= Victory by Design =

DVD covers of Victory by Design documentaries

Victory by Design is a series of documentary films produced in the 1990s and 2000s on the subject of famous racing automobile marques. The series began as a single film focused on Porsche, directed by award-winning film-maker Tony Maylam, executive produced by Clive Pullan and hosted by former racing driver Alain de Cadenet. Further episodes - beginning with an episode on Ferrari were commissioned by American cable channel Speedvision who brought in Martin Stockham to produce the new programs.

More specials, focused on Maserati, Jaguar, Alfa Romeo, Aston Martin, Lotus, Corvette, "Ford Muscle" (primarily covering the Ford-powered Shelby Cobra, Shelby-built high-performance Mustangs, and the GT40), and "Grand Prix Greats" were ordered by Speedvision's successor, the Fox owned cable channel, Speed Channel. The "Grand Prix Greats" episode is notable in that instead of a single manufacturer, it covers various notable Grand Prix cars from 1908 to 1960, including Renault, Lancia, and the Cooper Car Company. The series has been consistently popular on the channel and also in the DVD market.

Each program features exceptional racing and street cars from the marque. Generally, the cars are presented in chronological order of their production dates. For each car, de Cadenet describes the historical background and impetus for its design. Important mechanical aspects of the car are also pinpointed and described by de Cadenet. The cars are then filmed as de Cadenet enters the cockpit, straps himself in, starts the engine, and test drives them.

As de Cadenet describes in a "making of" documentary, each car is presented in a setting that suits the nature of the car, and they are driven in the way they were meant to be driven. The film captures de Cadenet driving extremely expensive or even priceless vehicles enthusiastically through twisty mountain roads and over dedicated road courses. The same "making of" documentary also points out the fact that the engine sounds of the featured automobiles are faithfully recorded from the driver's position, and never overdubbed by music or pre-recorded engine sounds. The video footage is presented as raw as possible with minimal editing.

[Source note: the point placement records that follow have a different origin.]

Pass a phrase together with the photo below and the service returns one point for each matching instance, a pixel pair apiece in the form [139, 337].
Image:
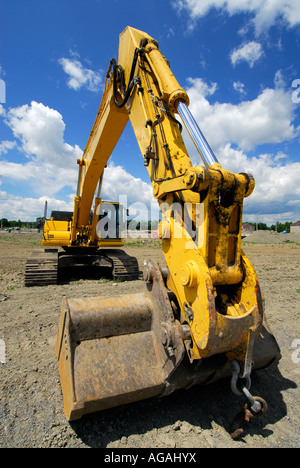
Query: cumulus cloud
[250, 53]
[40, 130]
[231, 130]
[6, 145]
[50, 163]
[266, 119]
[79, 76]
[264, 13]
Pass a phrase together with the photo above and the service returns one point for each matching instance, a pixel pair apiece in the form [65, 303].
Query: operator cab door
[110, 221]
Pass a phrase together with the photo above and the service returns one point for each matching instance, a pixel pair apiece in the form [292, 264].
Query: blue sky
[239, 62]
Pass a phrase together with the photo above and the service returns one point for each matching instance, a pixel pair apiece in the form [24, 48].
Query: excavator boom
[205, 307]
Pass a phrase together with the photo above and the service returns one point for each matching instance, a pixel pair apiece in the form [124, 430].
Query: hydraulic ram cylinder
[196, 135]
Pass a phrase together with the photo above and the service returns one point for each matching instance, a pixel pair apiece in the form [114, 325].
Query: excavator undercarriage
[47, 266]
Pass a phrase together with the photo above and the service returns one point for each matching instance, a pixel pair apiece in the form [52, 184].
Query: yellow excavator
[200, 316]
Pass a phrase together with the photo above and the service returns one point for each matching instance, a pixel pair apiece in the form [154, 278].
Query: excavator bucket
[114, 351]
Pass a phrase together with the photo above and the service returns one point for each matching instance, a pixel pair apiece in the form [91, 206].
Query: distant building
[295, 227]
[248, 227]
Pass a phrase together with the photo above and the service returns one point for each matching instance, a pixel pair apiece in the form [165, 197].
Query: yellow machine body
[206, 306]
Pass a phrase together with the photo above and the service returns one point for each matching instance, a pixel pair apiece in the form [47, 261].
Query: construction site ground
[31, 407]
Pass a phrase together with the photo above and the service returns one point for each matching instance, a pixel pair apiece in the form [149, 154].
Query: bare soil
[31, 408]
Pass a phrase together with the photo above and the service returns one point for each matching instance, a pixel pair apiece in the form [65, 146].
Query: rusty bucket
[113, 351]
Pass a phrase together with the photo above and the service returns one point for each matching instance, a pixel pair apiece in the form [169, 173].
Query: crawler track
[43, 265]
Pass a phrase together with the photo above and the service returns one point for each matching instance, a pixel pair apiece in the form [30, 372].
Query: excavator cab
[200, 317]
[110, 221]
[97, 247]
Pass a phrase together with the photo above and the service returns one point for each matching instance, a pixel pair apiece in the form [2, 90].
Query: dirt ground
[31, 408]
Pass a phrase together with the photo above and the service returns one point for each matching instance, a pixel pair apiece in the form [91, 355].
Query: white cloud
[41, 132]
[250, 52]
[50, 166]
[266, 119]
[6, 145]
[239, 87]
[51, 162]
[28, 209]
[264, 13]
[232, 129]
[79, 76]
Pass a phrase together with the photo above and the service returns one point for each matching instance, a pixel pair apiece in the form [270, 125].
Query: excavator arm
[206, 305]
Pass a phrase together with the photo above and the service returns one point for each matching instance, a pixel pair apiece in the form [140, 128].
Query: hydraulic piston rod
[196, 135]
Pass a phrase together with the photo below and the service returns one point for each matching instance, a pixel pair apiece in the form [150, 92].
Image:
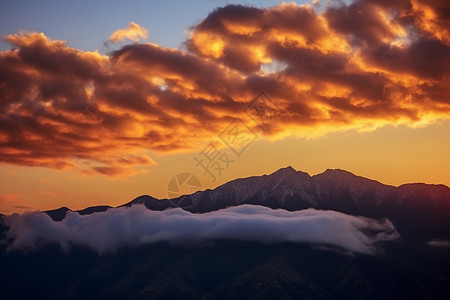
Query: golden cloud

The New York Times described the series as "car pornography", and it has resonated strongly with enthusiasts.

The track by the side of the lake used in many of the programmes is at Sir Anthony Bamford's estate at Wootton Lodge in Staffordshire.

Victory by Design is produced by Gemini Pictures Limited for Speed Channel Inc. Distribution of the programmes in North and South America is handled by Speed Channel and by Gemini Pictures in the rest of the world.